SARMs have a different side-effect profile — not a non-existent one. They do not aromatize (so no classic gyno), are less androgenic (less acne, less hair impact for most users) and are not hepatotoxic in the 17α-alkylated oral sense. But they suppress the HPTA (moderately to strongly depending on the compound), can degrade the lipid profile, and the clinical track record is much shorter than for steroids. Long-term safety remains poorly documented.

### Can you combine HGH, steroids and peptides in the same cycle?

Technically yes — that is even a known protocol among certain advanced athletes. Practically, it multiplies variables and risks without any clear benefit for a user who has not yet stabilized a clean testosterone-only cycle with proper monitoring. The rule that reduces problems the most: add one product at a time, on a stable base, with bloods before and after.

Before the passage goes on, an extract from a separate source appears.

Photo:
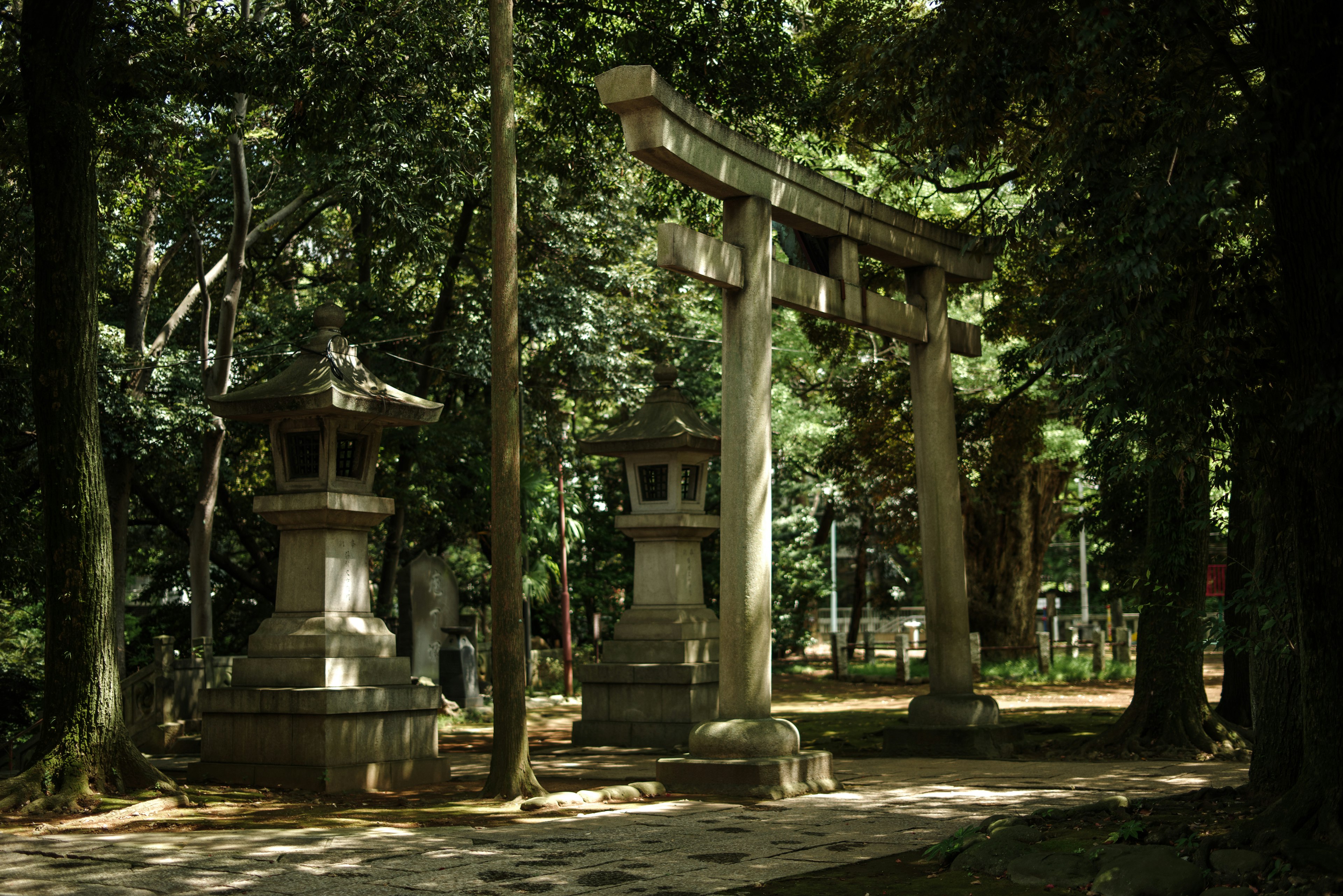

### Do peptides like BPC-157 or Ipamorelin need a PCT?

No. None of the common bodybuilding peptides (BPC-157, TB-500, Ipamorelin, CJC-1295, MK-677) suppress the HPTA. No PCT is required. The main precaution for recovery peptides is oncologic (contraindicated with a cancer history); for GH secretagogues, it is metabolic (glucose monitoring on extended use).

### At what level should you consider one family over another?

It is a personal question, but a few landmarks: 3 to 5 years of structured training, sustained nutrition and sleep, and normal baseline bloods are the common prerequisites for every performance family. Beyond that, the choice depends on the goal (mass vs cutting vs recovery vs anti-aging), the relationship to monitoring you are willing to maintain, and your personal risk tolerance. The [first steroid cycle](/en/guides/first-steroid-cycle) guide details the prerequisites for the steroid route, which remains the most documented.